The data on the stolen laptop, one of four taken from the district council offices in St Peter's Street last Monday (November 9), includes the names, addresses, dates of births and signatures of over 14,500 district residents.
The incident is being treated by the council and police as an opportunistic theft as all four laptops were stored in what leader of the district council Cllr Robert Donald described as "an area protected by electronic security". There is no evidence that the building had been broken into.
In a letter delivered this week to all affected residents, council chief executive Daniel Goodwin admitted that there was "a small risk" of the data - which was not encrypted - being accessed and used fraudulently.
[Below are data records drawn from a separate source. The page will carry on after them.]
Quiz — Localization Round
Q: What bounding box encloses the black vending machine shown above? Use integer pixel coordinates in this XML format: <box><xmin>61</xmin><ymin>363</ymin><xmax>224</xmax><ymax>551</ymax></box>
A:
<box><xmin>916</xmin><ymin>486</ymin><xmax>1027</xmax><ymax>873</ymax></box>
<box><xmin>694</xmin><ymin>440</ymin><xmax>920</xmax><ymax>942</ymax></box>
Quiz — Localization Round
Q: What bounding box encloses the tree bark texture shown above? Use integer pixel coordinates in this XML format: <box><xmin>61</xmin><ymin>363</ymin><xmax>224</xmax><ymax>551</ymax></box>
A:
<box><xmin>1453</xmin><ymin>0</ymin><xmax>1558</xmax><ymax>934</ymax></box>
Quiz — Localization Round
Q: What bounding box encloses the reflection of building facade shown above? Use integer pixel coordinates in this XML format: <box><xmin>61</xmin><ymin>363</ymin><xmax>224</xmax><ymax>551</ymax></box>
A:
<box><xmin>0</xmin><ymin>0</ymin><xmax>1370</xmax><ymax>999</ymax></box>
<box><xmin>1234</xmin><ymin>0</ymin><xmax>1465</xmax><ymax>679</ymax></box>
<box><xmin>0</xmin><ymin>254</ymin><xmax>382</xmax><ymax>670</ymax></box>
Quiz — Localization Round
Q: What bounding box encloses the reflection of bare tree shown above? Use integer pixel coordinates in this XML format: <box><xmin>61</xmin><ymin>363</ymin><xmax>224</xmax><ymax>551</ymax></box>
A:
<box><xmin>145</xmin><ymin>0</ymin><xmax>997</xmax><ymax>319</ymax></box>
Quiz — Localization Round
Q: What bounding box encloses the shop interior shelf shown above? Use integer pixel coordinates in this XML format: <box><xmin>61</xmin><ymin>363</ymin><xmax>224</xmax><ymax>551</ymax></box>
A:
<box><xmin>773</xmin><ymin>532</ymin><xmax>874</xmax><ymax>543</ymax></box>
Since the delivery of Mr Goodwin's letter the council has taken over 400 calls from residents and responded to around 50 emails of complaint. The Herts Advertiser has also been bombarded with calls.
Tory Group Leader Cllr Julian Daly who works in a top London bank is one of the 14,673 affected residents. He said that he was "troubled" by the situation and added: "All the information is there to set up a bank account, so it is safe to say that we are in the territory of identity theft. I would certainly advise people to stay on their guard."
Sam Evans of St Albans received the letter on Monday morning and said that she was "disgusted" by the council's mistake: "I'm appalled by what's happened and I just can't believe that the council didn't even bother to encrypt such vital information. It's a disgrace and now I have to worry about who might have access to my personal data."
Andy Hayes of St Albans was particularly concerned about his 82-year-old father, who also lives in the city: "When you are in your 80s a scandal such as this is obviously going to cause you a tremendous amount of stress. I'm also worried because, at his age, my father could be an easy target for identity theft."
Nick Rich, of Wendover Close in Harpenden, alluded to the "serious consequences" of the scandal in his letter of complaint to Daniel Goodwin and questioned why, "this sort of data was stored on a portable computer in the first place".
Mr Goodwin has already ordered an internal investigation and apologised to all those affected by the theft. In a statement yesterday, he said: "We have been keen to be as open and forthcoming about the loss of the laptop as we can and have written to everyone involved to explain the circumstances of the theft and to reassure them that any risk is thought to be minimal."
Cllr Donald, who said the information had to be held on a portable laptop so it could be used to verify postal votes on election night to prevent fraud, added: "I have required that the results of the internal investigation that has already been instigated must be reported to the December 8 Cabinet meeting and that this should contain clear recommendations on how this can be prevented from ever happening again.